In the 20 years since the Fund started, Fernandez notes that there is no typical gestation period for a project, which can be budgeted at anything from €60,000 to €200-300,000 ($70,000-$350,000).

One Bertha-funded title, Sri Lanka’s “Demons In Paradise,” which premiered in Cannes this year, from Sri Lanka, took 10 years to make., Other filmmakers complete documentaries in two years.

“Obviously people need time to find their story. Sometimes it’s just a question of subject. But it’s also a question of life – people need to earn a living,” she said.

Arrate Fernandez recalls: “15-20 years ago, we used to receive applications for money, which was 20,000 guilders [$10,700] in those days. The budget was made only for what they had to pay in cash, for equipment and so on. There were no salaries. Thankfully that has changed.”

As Bertha goes forward, there are plans to expand further, tentatively into the area of new media and certainly into the world of film festivals, encouraging a cross-pollination of ideas and talent from that world.

But the Fund has quite literally expanded this year in a quite unexpected way. “Our financing [originally] came from the Dutch ministry for foreign affairs,” explains Fernandez. “It was development aid, and, because of that funding, we were restricted to [working from] what they call the DIC List, which is a list made by the U.N. based on the income per capita of the poorest countries in the world.”

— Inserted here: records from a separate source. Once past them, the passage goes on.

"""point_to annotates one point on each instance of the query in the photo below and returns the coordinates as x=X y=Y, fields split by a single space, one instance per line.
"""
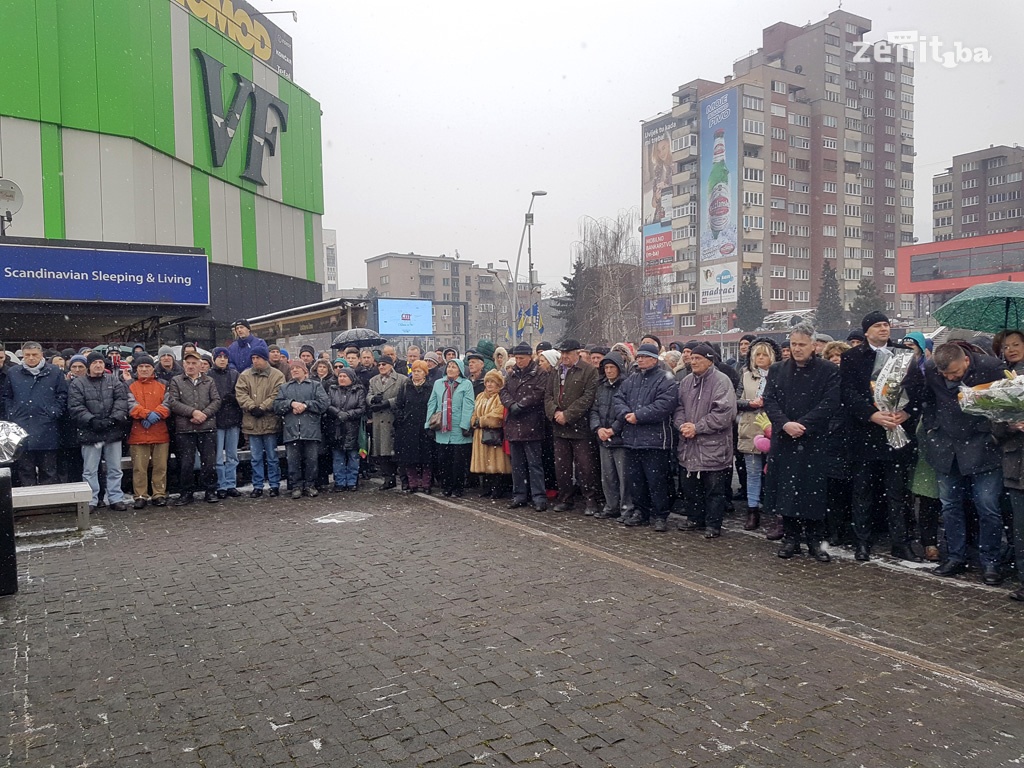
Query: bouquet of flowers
x=890 y=396
x=998 y=400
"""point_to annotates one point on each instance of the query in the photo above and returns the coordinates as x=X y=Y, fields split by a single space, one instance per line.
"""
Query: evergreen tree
x=568 y=306
x=867 y=299
x=830 y=314
x=750 y=309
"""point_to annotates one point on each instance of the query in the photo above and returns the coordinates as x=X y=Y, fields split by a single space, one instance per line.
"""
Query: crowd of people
x=629 y=432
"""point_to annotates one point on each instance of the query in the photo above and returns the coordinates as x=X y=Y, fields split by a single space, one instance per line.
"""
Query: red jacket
x=143 y=396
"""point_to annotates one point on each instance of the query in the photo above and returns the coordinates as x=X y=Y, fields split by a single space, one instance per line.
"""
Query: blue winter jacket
x=652 y=395
x=462 y=409
x=36 y=403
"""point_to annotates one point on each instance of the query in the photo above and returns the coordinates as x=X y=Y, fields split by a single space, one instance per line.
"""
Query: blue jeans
x=111 y=453
x=346 y=467
x=755 y=474
x=985 y=491
x=227 y=457
x=264 y=445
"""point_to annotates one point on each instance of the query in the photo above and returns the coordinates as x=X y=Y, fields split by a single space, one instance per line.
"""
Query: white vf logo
x=223 y=127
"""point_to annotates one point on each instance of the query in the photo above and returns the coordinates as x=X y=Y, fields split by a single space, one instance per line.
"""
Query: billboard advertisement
x=51 y=273
x=719 y=166
x=404 y=317
x=657 y=314
x=719 y=284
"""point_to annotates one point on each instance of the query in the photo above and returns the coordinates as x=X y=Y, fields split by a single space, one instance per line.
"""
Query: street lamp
x=526 y=224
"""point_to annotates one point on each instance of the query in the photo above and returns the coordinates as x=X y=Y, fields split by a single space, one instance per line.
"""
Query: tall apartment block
x=979 y=194
x=470 y=302
x=804 y=156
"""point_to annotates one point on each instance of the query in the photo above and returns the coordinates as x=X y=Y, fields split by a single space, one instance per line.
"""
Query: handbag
x=492 y=435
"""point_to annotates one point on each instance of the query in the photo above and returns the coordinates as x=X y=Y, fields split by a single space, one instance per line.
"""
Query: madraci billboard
x=719 y=165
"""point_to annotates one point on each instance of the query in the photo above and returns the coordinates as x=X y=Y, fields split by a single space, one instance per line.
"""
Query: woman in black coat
x=414 y=445
x=347 y=409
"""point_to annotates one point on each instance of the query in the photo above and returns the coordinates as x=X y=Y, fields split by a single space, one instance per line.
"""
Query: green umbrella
x=988 y=307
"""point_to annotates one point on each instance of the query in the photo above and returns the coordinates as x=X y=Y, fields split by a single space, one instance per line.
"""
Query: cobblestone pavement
x=408 y=631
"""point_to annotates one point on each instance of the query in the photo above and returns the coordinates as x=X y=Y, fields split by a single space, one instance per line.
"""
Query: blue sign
x=51 y=273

In 2013, the Fund transferred to the Bertha Foundation, and this year made plans to change the criteria once more. “We still use that list,” says Fernandez, “but not so much as a list as a guide. And this year, we also looked at the World Press Freedom Index and added a few countries from that list that aren’t on the DIC List – countries where circumstances are difficult for filmmakers.”

Countries added include Russia, Singapore and Saudi Arabia. “

“There are still a few countries that we have to cover but…,” she sighs. “Maybe someday! But that’s what we’re here for: To bring in new filmmakers, new voices, other stories and other perspectives.”